Yes, I'll admit my ignorance here

Specializes in CVOR, CVICU/CTICU, CCRN-CMC-CSC.
Ativan is sublinqual, it dissolves in the mouth under the tongue. How is that a swallowing risk?

Yes, I'll admit my ignorance here

No ignorance - it's a valid question.

I was taught to never put any medication in someone's mouth (sublingual or otherwise) if they weren't alert enough to maintain a patent airway without assistance (field/prehospital) or failed a swallow challenge (bedside). This was d/t the risk of aspirating the secretions produced by the gustatory-salivary reflex - production of saliva d/t something being in the mouth.

But the bottom line is that if you have a written order for PO Ativan, and the MD has seen the patient (and assuming that part of their assessment would include speech/swallow) and as the nurse are seeing no signs of swallowing difficulty...I am not sure that I would hold the med or ask for IV Ativan. If the policy is different, then I would reconfirm with the MD that they want this patient still on a strict r/o stroke orders, and if so, you need to keep patient NPO. Then let the MD decide.

Sounds a little political to me--with all the jhaco/stroke nurses having a cow business. MD's have an option to pick and choose what parts of a whole stroke order set they would like to follow based on their own assessment. If the condition changes, then that is another whole thing. But presenting to the MD was a low stroke risk, and seemingly able to swallow.

Specializes in Infusion Nursing, Home Health Infusion.

MunoRn gets right to the point...I love your posts!

Specializes in Tele, ICU, Staff Development.

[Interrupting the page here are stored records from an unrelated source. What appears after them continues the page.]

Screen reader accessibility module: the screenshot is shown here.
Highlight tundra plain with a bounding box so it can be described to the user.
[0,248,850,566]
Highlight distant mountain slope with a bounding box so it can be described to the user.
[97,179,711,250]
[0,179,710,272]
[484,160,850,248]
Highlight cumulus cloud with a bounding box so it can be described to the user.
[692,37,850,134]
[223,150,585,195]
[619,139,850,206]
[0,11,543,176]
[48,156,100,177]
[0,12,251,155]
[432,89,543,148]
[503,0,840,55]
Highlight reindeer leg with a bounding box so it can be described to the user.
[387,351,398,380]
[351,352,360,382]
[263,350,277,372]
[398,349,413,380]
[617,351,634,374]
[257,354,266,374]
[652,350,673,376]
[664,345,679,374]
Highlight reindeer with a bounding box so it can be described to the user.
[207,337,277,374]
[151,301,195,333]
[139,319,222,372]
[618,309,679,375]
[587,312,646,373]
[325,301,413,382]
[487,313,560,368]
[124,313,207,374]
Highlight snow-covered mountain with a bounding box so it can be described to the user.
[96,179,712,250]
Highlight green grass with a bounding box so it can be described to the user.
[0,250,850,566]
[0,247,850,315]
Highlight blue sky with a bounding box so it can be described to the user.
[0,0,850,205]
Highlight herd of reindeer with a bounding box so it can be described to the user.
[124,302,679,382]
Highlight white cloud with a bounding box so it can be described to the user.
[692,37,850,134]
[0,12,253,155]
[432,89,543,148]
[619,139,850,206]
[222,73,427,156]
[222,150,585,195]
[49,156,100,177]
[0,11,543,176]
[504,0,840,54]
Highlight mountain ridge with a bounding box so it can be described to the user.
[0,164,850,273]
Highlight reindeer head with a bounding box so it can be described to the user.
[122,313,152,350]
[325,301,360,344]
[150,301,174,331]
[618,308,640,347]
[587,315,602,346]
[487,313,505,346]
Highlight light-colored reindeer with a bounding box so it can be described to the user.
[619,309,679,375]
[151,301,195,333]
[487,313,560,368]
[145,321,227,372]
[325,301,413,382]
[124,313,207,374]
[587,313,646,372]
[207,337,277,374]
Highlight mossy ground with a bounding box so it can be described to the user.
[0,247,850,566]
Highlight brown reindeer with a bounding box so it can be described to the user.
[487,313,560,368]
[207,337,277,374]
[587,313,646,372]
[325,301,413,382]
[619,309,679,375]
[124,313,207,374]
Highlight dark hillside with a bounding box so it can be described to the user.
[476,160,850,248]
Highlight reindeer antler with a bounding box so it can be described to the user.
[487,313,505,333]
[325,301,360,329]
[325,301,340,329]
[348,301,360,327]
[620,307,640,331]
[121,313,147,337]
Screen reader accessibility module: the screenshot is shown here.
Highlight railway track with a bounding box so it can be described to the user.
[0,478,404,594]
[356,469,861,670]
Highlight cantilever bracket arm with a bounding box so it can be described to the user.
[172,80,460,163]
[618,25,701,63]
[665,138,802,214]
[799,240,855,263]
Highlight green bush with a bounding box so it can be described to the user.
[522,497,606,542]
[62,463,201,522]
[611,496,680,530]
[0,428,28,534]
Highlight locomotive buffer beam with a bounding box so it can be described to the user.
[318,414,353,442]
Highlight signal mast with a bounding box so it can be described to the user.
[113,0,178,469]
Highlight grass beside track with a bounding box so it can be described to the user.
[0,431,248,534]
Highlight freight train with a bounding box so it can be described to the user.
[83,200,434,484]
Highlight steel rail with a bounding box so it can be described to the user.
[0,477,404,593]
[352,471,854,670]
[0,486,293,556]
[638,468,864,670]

A couple of bothersome things about your experience-

The doctor assessed the patient in person and ordered po Ativan. Is your preceptor suggesting the doctor is in error? Or that you should be expected to know not to follow the doctor's order?

Your preceptor was acting out of fear (probably for herself) and then blaming you. Using the scare tactic of "Joint Commission will get involved" is not the best way to communicate a concern to a new nurse.

Patient safety was not compromised, and that should be the focus and intent of your learning.

Sorry you had this experience. You did everything right and you are really performing at a high level (are you a new grad?) by considering the CT results and the NIH eval. Good job :)

ps A simple bedside swallow screening is performed at our facility on R/O strokes. Makes it all very clear cut.

Specializes in Emergency/Cath Lab.

D a bedside swallow study. If they tolerate that, they can tolerate PO meds more than likely.

Specializes in Emergency & Trauma/Adult ICU.

What is the protocol at your facility - all r/o CVA patients are NPO until a formal speech eval? Or is a dysphagia screening by the bedside RN part of the order set?

And please file this away in the back of your brain: do things, or don't do things, on the basis of whether or not they are clinically appropriate for your patient -- NOT on the basis of whether or not another nurse will be "annoyed".

Specializes in CVOR, CVICU/CTICU, CCRN-CMC-CSC.
And please file this away in the back of your brain: do things, or don't do things, on the basis of whether or not they are clinically appropriate for your patient -- NOT on the basis of whether or not another nurse will be "annoyed".

^^ Haha! Yes, this! Kudos for straight up saying what we were attempting to hint at!